AI adoption didn’t creep in gradually. It went from a promising experiment to a company-wide expectation in barely any time at all, and it stopped being an engineering initiative the moment finance, legal and operations all started asking for it by name. That changes the problem. When the tools were scarce, access was the advantage. Now that everyone has them, access is table stakes — and the thing that’s actually scarce is agreement on what you’re using them for.
The gap I keep walking into
It looks the same almost everywhere. Teams want the room to move fast. Leadership wants to give it to them. And sitting in the space between the two is a question nobody has quite answered out loud: what business outcome are we actually aiming for? Not which tools get rolled out, not how many seats get licensed — the outcome.
It’s never a shortage of effort or ambition. It’s that agreement hasn’t caught up with the pace of change. And without it, spend doesn’t reliably turn into results. You get motion that looks like progress and a P&L that doesn’t move.
The gap most companies have isn’t access to the tools. It’s turning that access into changed behaviour and outcomes you can measure.
Why it’s a judgement problem
Here’s the uncomfortable part: closing that gap is mostly a judgement challenge, and judgement is exactly the thing you have no time for when you’re deep in the day-to-day of getting work done. There’s rarely a moment to step back, sit in the ambiguity, and work out what the new playbook should actually be.

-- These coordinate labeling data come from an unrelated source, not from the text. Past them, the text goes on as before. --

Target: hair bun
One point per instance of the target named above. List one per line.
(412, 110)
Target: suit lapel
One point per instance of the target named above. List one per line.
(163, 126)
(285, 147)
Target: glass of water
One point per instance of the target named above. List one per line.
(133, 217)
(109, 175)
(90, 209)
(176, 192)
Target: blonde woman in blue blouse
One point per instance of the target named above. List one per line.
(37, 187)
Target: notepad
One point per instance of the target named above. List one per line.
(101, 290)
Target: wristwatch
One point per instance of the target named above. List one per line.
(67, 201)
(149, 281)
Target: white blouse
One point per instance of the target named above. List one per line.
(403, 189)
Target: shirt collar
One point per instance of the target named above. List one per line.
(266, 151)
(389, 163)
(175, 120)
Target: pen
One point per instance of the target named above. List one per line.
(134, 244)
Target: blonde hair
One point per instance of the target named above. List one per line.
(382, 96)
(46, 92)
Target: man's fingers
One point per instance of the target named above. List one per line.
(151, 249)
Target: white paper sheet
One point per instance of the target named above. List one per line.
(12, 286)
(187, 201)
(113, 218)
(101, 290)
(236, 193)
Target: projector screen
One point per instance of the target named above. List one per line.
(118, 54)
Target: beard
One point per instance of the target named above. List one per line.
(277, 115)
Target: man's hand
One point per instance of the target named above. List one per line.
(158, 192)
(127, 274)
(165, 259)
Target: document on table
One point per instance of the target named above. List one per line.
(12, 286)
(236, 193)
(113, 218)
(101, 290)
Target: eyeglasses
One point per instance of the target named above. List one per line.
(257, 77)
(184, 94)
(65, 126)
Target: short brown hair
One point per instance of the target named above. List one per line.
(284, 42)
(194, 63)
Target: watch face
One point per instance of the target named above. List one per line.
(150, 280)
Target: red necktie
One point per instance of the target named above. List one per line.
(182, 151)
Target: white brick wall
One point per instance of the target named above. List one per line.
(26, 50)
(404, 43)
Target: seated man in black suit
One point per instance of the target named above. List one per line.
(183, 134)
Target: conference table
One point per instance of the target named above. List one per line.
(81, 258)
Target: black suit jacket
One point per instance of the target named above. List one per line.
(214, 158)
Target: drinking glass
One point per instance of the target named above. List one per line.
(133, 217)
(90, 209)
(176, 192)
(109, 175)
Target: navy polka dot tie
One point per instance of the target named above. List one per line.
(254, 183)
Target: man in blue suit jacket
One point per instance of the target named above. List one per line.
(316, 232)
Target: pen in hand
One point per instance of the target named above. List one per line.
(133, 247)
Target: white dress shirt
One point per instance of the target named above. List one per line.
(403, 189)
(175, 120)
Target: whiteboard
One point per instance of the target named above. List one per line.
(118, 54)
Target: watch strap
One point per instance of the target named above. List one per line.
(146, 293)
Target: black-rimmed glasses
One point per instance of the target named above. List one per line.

So the old one keeps running, a little faster each quarter — the hamster wheel.
The work I care about is getting a business off that wheel and onto a flywheel: one that keeps accelerating because the team is doing the higher-value work, and the tools are working for them, not the other way round. That switch is never a technology decision. It’s a decision about what to stop doing, what to commit to, and who owns the outcome.
Where AI earns its place
I’m not anti-tool — far from it. AI shows up wherever it earns its place in this work: sharpening discovery, taking busywork off the team, buying back the time for the judgement calls that actually matter. But it earns that place against an agreed objective, not for its own sake. When the objective is clear, the question of which tool, how much context, how many tokens mostly answers itself.
So tokenmaxing is dead, and good riddance. The frontier moved. It’s no longer about squeezing more out of the model — it’s about the far less glamorous, far more valuable work of getting a business to agree what it’s for, and then doing the work to get there. That’s the gap I spend my time closing.